En fait, dans son appartement, Rampa n’accordait d’attention particulière qu’à une seule chose : ses plantes vertes. Elles étaient plantureuses, chlorophyllées, splendides, avec des feuilles brillantes, saines, lustrées.
Pour obtenir un tel résultat, Rampa arpentait l’appartement une fois par semaine avec un brumisateur pour plantes en plastique vert, humidifiait les feuilles et parlait à ses plantes.

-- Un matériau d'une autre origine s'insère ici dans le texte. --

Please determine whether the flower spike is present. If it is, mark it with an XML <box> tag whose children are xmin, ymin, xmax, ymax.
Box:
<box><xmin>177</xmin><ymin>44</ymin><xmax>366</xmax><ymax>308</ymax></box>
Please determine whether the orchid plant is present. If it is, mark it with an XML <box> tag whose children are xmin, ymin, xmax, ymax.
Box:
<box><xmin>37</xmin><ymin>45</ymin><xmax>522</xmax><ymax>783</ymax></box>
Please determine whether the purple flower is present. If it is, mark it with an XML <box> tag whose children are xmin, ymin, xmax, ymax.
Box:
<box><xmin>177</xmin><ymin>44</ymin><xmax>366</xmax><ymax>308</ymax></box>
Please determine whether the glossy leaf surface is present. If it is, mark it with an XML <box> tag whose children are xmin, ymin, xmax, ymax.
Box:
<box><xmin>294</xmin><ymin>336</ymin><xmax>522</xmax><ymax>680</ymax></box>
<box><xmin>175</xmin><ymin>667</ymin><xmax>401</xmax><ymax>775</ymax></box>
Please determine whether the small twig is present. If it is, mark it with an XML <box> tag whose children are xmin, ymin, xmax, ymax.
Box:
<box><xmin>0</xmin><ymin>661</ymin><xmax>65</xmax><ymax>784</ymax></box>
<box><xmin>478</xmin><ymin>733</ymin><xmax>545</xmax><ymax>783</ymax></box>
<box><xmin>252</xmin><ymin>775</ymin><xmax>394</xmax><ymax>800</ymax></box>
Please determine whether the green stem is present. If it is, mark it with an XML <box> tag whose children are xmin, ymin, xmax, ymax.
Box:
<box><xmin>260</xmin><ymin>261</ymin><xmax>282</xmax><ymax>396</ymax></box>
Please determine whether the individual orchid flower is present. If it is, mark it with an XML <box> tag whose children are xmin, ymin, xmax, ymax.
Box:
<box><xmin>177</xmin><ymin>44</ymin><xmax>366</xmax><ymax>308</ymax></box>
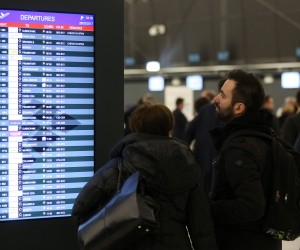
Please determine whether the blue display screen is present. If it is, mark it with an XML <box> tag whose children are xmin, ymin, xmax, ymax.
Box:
<box><xmin>0</xmin><ymin>10</ymin><xmax>94</xmax><ymax>221</ymax></box>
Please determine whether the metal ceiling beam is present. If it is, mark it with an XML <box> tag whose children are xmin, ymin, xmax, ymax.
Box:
<box><xmin>124</xmin><ymin>62</ymin><xmax>300</xmax><ymax>78</ymax></box>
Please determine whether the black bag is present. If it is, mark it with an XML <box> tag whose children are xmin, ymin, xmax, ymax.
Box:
<box><xmin>224</xmin><ymin>130</ymin><xmax>300</xmax><ymax>241</ymax></box>
<box><xmin>78</xmin><ymin>163</ymin><xmax>159</xmax><ymax>250</ymax></box>
<box><xmin>263</xmin><ymin>136</ymin><xmax>300</xmax><ymax>241</ymax></box>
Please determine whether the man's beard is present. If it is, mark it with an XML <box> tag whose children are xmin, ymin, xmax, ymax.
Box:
<box><xmin>216</xmin><ymin>105</ymin><xmax>234</xmax><ymax>123</ymax></box>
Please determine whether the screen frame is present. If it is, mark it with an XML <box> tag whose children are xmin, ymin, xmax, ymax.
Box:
<box><xmin>0</xmin><ymin>0</ymin><xmax>124</xmax><ymax>250</ymax></box>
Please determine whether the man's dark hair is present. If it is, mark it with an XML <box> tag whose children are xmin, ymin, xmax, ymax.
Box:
<box><xmin>129</xmin><ymin>103</ymin><xmax>175</xmax><ymax>136</ymax></box>
<box><xmin>227</xmin><ymin>69</ymin><xmax>265</xmax><ymax>112</ymax></box>
<box><xmin>176</xmin><ymin>97</ymin><xmax>184</xmax><ymax>106</ymax></box>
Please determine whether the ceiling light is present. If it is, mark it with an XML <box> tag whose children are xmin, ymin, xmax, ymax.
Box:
<box><xmin>148</xmin><ymin>24</ymin><xmax>166</xmax><ymax>36</ymax></box>
<box><xmin>146</xmin><ymin>61</ymin><xmax>160</xmax><ymax>72</ymax></box>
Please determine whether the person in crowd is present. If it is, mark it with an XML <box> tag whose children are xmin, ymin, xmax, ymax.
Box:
<box><xmin>194</xmin><ymin>96</ymin><xmax>210</xmax><ymax>115</ymax></box>
<box><xmin>72</xmin><ymin>103</ymin><xmax>217</xmax><ymax>250</ymax></box>
<box><xmin>210</xmin><ymin>69</ymin><xmax>282</xmax><ymax>250</ymax></box>
<box><xmin>276</xmin><ymin>96</ymin><xmax>298</xmax><ymax>129</ymax></box>
<box><xmin>263</xmin><ymin>95</ymin><xmax>280</xmax><ymax>134</ymax></box>
<box><xmin>124</xmin><ymin>93</ymin><xmax>155</xmax><ymax>135</ymax></box>
<box><xmin>200</xmin><ymin>89</ymin><xmax>217</xmax><ymax>102</ymax></box>
<box><xmin>185</xmin><ymin>78</ymin><xmax>225</xmax><ymax>194</ymax></box>
<box><xmin>173</xmin><ymin>97</ymin><xmax>188</xmax><ymax>140</ymax></box>
<box><xmin>282</xmin><ymin>89</ymin><xmax>300</xmax><ymax>146</ymax></box>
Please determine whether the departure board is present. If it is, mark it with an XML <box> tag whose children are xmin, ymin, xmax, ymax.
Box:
<box><xmin>0</xmin><ymin>9</ymin><xmax>94</xmax><ymax>221</ymax></box>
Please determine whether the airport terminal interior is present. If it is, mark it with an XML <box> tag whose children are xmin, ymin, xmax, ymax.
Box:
<box><xmin>124</xmin><ymin>0</ymin><xmax>300</xmax><ymax>250</ymax></box>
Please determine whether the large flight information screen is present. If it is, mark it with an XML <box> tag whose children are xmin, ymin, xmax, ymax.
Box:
<box><xmin>0</xmin><ymin>9</ymin><xmax>94</xmax><ymax>221</ymax></box>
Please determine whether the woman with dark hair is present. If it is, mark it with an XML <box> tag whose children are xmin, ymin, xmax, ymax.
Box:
<box><xmin>72</xmin><ymin>104</ymin><xmax>217</xmax><ymax>250</ymax></box>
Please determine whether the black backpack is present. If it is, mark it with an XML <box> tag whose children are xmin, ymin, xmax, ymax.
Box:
<box><xmin>226</xmin><ymin>130</ymin><xmax>300</xmax><ymax>241</ymax></box>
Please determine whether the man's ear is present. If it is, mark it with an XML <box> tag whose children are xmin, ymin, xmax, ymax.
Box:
<box><xmin>233</xmin><ymin>102</ymin><xmax>246</xmax><ymax>116</ymax></box>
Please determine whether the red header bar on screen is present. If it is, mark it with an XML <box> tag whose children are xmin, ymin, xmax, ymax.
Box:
<box><xmin>0</xmin><ymin>22</ymin><xmax>94</xmax><ymax>31</ymax></box>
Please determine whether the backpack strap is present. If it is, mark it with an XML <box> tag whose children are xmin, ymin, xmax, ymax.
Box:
<box><xmin>222</xmin><ymin>129</ymin><xmax>277</xmax><ymax>148</ymax></box>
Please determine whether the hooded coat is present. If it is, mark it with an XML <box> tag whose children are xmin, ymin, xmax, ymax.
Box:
<box><xmin>211</xmin><ymin>110</ymin><xmax>281</xmax><ymax>250</ymax></box>
<box><xmin>72</xmin><ymin>133</ymin><xmax>217</xmax><ymax>250</ymax></box>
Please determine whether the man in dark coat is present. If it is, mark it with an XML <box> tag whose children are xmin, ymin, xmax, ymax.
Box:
<box><xmin>211</xmin><ymin>70</ymin><xmax>282</xmax><ymax>250</ymax></box>
<box><xmin>72</xmin><ymin>104</ymin><xmax>217</xmax><ymax>250</ymax></box>
<box><xmin>185</xmin><ymin>78</ymin><xmax>225</xmax><ymax>194</ymax></box>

L’idée de leur parler lui avait été suggérée par une émission sur Radio 4 au début des années soixante-dix, et lui avait semblé excellente. Mais peut-être que parler n’est pas le mot le plus approprié pour décrire ce que faisait Rampa.

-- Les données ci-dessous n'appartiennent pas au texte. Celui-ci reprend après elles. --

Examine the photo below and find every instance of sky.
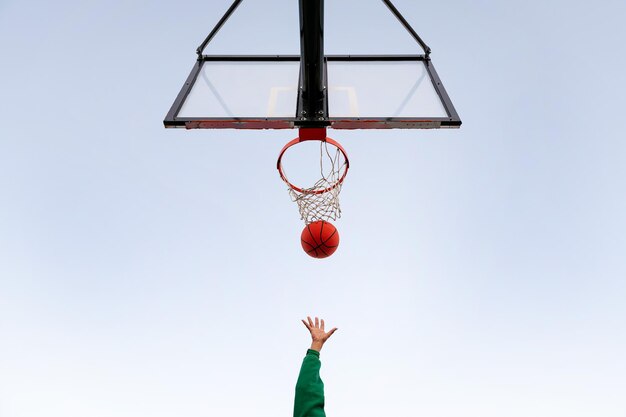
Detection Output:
[0,0,626,417]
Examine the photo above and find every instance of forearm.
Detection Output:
[311,340,324,352]
[293,349,326,417]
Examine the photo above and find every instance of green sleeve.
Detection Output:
[293,349,326,417]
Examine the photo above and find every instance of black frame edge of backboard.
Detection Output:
[163,55,462,129]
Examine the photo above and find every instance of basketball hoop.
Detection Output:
[276,128,350,224]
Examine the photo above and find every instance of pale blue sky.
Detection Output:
[0,0,626,417]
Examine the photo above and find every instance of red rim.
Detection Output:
[276,137,350,194]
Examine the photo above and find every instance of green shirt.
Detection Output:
[293,349,326,417]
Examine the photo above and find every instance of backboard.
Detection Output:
[164,0,461,129]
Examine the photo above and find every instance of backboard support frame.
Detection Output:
[163,0,461,129]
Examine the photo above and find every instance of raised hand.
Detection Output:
[302,316,337,352]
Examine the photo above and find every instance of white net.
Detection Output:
[287,141,348,224]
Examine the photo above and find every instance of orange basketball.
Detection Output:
[300,220,339,258]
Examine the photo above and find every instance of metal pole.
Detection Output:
[196,0,243,60]
[383,0,430,58]
[300,0,326,120]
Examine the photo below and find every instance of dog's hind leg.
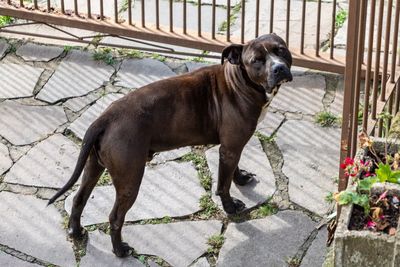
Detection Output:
[110,162,145,257]
[68,149,104,238]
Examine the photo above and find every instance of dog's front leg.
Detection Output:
[216,144,245,214]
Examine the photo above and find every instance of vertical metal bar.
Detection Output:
[363,0,376,132]
[156,0,160,30]
[61,0,65,14]
[183,0,187,34]
[381,0,393,101]
[240,0,246,44]
[300,0,307,54]
[269,0,275,33]
[338,1,360,193]
[255,0,260,38]
[211,0,215,39]
[226,0,231,42]
[169,0,174,32]
[74,0,79,16]
[329,0,336,59]
[197,0,201,36]
[100,0,104,20]
[87,0,92,19]
[371,0,384,120]
[394,83,400,113]
[128,0,132,25]
[390,0,400,83]
[114,0,118,23]
[140,1,146,28]
[315,0,321,57]
[286,0,290,47]
[350,1,367,156]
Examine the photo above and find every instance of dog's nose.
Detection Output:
[272,63,293,83]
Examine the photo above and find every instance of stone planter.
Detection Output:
[334,139,400,267]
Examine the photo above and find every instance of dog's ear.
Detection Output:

En fait, il leur faisait une peur de tous les diables.
Ou, plus exactement, une peur de Rampa.
De plus, tous les deux mois environ, Rampa sélectionnait une plante : elle croissait trop lentement, elle se mourait d’une moisissure, ses feuilles viraient au brun, ou tout simplement elle n’avait pas aussi bonne mine que ses consœurs. Il la promenait devant tous les autres végétaux, en leur disant : « Dites adieu à votre copine. Elle n’était pas à la hauteur… »
Ensuite, il quittait l’appartement avec la plante félonne, et rentrait une heure plus tard avec un grand pot de fleurs vide, qu’il laissait ostensiblement traîner dans l’appartement.
Il avait les plus luxuriantes, les plus belles plantes vertes de tout Londres. Les plus terrifiées, aussi.